Parallel zu Hidalgo tourt der Kandidat von Frankreichs größter grünen Partei, Europe Écologie les Verts (EELV) durchs Land: Yannick Jadot. Hidalgos Sozialisten und Jadots EELV regieren zwar gemeinsam Paris und Marseille und weitere Großstädte, doch in dieser Wahlkampfphase setzen sie auf Abgrenzung. Selbst wenn ihre inhaltlichen Positionen dies kaum hergeben. Beide halten den Kampf gegen den Klimawandel für zentral, beide betonen, Klimapolitik müsse durch Sozialausgaben begleitet werden. Beide erklären den Ausbau der Gesundheitsversorgung und die Bildungspolitik zur Priorität.
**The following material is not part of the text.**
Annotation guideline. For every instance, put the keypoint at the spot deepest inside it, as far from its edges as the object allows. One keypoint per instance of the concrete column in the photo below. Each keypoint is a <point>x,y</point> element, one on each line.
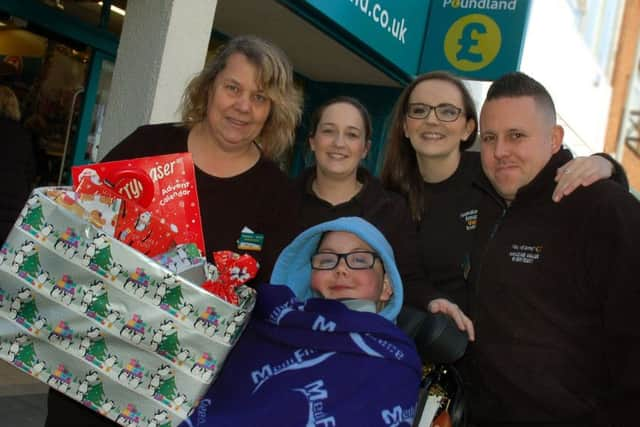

Und beide setzen auf einen Wahlkampf ohne Provokationen, ohne Knalleffekte, ohne Geschrei.

Vielleicht liegt es auch an dieser Zurückhaltung, dass Hidalgo und Jadot kaum zu hören sind. Denn sobald es in Frankreichs Politik laut wird, ist immer derselbe Mann zur Stelle: Jean-Luc Mélenchon. Der Ex-Sozialist hat sich mit La France Insoumise eine Partei gebaut, wie es 2017 auch Emmanuel Macron machte: im Internet und um seine Person herum. Der Rechtsextreme Éric Zemmour war noch nicht einmal Kandidat, da hatte sich Mélenchon schon bereit erklärt, mit ihm in einer Fernsehdebatte zu sitzen, die aufgezogen war, als stünden beide Männer kurz vorm Einzug in die Stichwahl. Der große Linke gegen den großen Rechten.

Dieses Fernsehmatch von Mitte September wird am Sonntag nun noch einmal auf Distanz wiederholt. Während Zemmour nördlich von Paris sein erstes großes Kampagnentreffen abhält, bittet Mélenchon, der schon im November 2020 seine Kandidatur erklärt hatte, seine Unterstützer zur selben Zeit in den Pariser Westen. Man wolle damit ein klares Signal setzen, "dass nicht nur die Rechte die Präsidentschaftswahl vorbereitet", heißt es von der France Insoumise. Mélenchons Selbstbewusstsein fußt auf seinem Erfolg von 2017: Damals verpasste er mit 19,6 Prozent der Stimmen nur knapp den Einzug in die Stichwahl. Seine Partei hatte seitdem weder bei der Europa- noch bei der Regional- oder Kommunalwahl Erfolg. In Umfragen liegt Mélenchon bei zehn Prozent, nur knapp vor dem grünen Jadot (um die acht Prozent). Mélenchon sieht sich dennoch weiterhin als den einzigen linken Kandidaten, der die Wahl gewinnen könnte.